I do 99% of my shopping at thrift stores. Most clothing stores are curated: a very small number of people are making choices about what clothes go into the store. If you know what fits your body, you like a store's style, and you really just want be sure that they'll have the thing you like in your size, then fine, go to a retail store. For all other situations, thrift stores are amazing.
Thrift stores have piles and piles of stuff made for all sorts of body shapes, all sorts of styles, etc. Where a big department store might have 20 different shirts in various sizes, a big thrift store will have 500 unique shirts. Where a department store or retail store will have a color palette of 5-10 colors, a thrift store will have all sorts of colors.
It took me a while to figure out how to make thrift shopping work. I'd grab a few things, furtively take a circuitous route to the change room, spend most of the time in the change room trying not to cry, and eventually settle on buying one or two feminine-looking things that I was able to get my body into.

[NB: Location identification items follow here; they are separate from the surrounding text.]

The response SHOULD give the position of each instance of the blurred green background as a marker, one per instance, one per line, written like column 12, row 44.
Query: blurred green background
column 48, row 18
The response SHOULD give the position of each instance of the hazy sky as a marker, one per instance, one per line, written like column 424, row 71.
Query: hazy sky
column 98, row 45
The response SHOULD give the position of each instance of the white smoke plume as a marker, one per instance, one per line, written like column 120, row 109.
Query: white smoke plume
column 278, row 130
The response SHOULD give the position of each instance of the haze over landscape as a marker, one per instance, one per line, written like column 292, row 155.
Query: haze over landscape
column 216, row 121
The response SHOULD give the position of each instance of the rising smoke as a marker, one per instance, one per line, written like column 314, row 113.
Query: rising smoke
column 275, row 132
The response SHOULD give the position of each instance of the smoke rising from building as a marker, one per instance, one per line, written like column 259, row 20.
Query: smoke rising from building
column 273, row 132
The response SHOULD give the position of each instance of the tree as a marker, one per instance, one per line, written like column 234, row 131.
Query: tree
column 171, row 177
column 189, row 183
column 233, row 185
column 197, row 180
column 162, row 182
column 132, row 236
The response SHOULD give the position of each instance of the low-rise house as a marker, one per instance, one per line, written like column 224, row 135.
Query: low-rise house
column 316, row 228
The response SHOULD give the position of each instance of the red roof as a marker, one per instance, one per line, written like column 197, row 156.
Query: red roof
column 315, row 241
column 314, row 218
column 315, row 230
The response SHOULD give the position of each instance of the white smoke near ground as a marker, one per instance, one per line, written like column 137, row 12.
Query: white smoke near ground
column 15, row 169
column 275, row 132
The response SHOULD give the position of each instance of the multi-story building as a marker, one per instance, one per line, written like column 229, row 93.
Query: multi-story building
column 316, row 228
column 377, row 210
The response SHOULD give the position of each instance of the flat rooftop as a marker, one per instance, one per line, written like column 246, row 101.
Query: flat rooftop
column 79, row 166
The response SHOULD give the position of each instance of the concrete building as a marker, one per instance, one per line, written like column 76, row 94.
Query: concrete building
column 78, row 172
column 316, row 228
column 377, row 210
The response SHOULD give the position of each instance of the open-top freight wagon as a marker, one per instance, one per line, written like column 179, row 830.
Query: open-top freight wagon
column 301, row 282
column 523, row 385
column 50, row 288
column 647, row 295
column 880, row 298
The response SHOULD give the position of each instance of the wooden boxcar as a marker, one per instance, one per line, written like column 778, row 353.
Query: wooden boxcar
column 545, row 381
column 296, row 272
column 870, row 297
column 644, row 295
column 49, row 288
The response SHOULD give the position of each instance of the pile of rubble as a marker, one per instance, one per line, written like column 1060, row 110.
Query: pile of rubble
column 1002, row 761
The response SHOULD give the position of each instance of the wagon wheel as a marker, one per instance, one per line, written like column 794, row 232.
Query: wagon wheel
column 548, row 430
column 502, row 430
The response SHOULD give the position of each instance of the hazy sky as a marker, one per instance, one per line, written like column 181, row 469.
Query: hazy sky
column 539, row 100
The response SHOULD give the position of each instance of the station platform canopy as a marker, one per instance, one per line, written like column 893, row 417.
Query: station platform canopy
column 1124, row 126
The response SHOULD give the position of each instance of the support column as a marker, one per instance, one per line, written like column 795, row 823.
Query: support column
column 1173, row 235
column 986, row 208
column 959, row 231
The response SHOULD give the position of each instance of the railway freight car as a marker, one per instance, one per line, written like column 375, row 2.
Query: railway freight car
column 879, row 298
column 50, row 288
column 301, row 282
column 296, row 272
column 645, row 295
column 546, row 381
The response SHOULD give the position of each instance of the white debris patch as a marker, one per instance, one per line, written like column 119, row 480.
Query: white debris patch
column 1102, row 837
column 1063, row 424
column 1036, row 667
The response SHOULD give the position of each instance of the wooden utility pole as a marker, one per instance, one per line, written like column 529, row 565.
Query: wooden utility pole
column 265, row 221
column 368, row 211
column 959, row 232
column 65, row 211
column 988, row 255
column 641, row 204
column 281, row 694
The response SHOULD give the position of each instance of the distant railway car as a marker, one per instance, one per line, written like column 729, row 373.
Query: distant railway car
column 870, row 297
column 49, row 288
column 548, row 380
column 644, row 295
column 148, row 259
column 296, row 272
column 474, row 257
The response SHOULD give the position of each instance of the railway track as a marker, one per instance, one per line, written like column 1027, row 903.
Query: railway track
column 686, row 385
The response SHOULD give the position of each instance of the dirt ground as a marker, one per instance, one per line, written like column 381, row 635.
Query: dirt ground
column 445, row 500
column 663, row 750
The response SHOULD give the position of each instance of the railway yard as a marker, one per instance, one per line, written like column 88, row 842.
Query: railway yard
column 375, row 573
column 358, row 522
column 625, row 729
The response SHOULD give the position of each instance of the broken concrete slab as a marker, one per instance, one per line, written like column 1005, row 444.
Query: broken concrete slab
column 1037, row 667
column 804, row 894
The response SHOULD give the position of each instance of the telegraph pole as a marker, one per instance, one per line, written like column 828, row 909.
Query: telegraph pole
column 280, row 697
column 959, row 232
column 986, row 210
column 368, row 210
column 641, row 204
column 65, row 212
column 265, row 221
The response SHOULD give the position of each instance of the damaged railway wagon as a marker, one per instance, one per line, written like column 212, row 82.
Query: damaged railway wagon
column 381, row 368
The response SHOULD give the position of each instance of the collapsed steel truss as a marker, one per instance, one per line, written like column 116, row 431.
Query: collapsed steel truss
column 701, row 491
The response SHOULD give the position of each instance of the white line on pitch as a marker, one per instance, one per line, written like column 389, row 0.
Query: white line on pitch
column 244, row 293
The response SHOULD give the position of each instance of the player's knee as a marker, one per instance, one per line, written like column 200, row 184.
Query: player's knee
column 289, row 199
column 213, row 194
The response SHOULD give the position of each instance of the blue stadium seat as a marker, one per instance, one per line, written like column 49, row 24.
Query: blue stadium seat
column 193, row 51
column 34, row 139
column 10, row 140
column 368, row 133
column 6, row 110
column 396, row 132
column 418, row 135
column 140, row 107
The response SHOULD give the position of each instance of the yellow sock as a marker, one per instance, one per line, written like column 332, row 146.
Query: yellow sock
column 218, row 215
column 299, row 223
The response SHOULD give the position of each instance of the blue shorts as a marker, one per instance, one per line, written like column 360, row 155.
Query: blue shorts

Today, I do section shopping. I'll decide that I need more sleeveless tops, for example. I usually wear a medium or a large. I'll walk down the entire aisle, examining every small, medium, large, and extra-large. Every single one. If I absolutely love something, I'll grab it. If I'm not sure how something will look, I'll grab it. I keep going 'til I hit the store limit on the number of things that you can take into the change room, and try 'em on. My change room experience has changed thanks to HRT -- I'm not sure how this works for crossdressers -- where my criteria used to be "I got it on my body and nothing ripped," I now only keep things that I absolutely love and flatter my body. I'll repeat that until I've seen every single item in the aisle. Then, I browse the store to find things that match what I've found -- color, pattern, etc., to make sure that I'll have something to wear with them. This is a pretty tedious process, so I usually only do one section per shopping trip.
And if you get home and you don't like what you bought... it was only like $5 and it isn't the end of the world.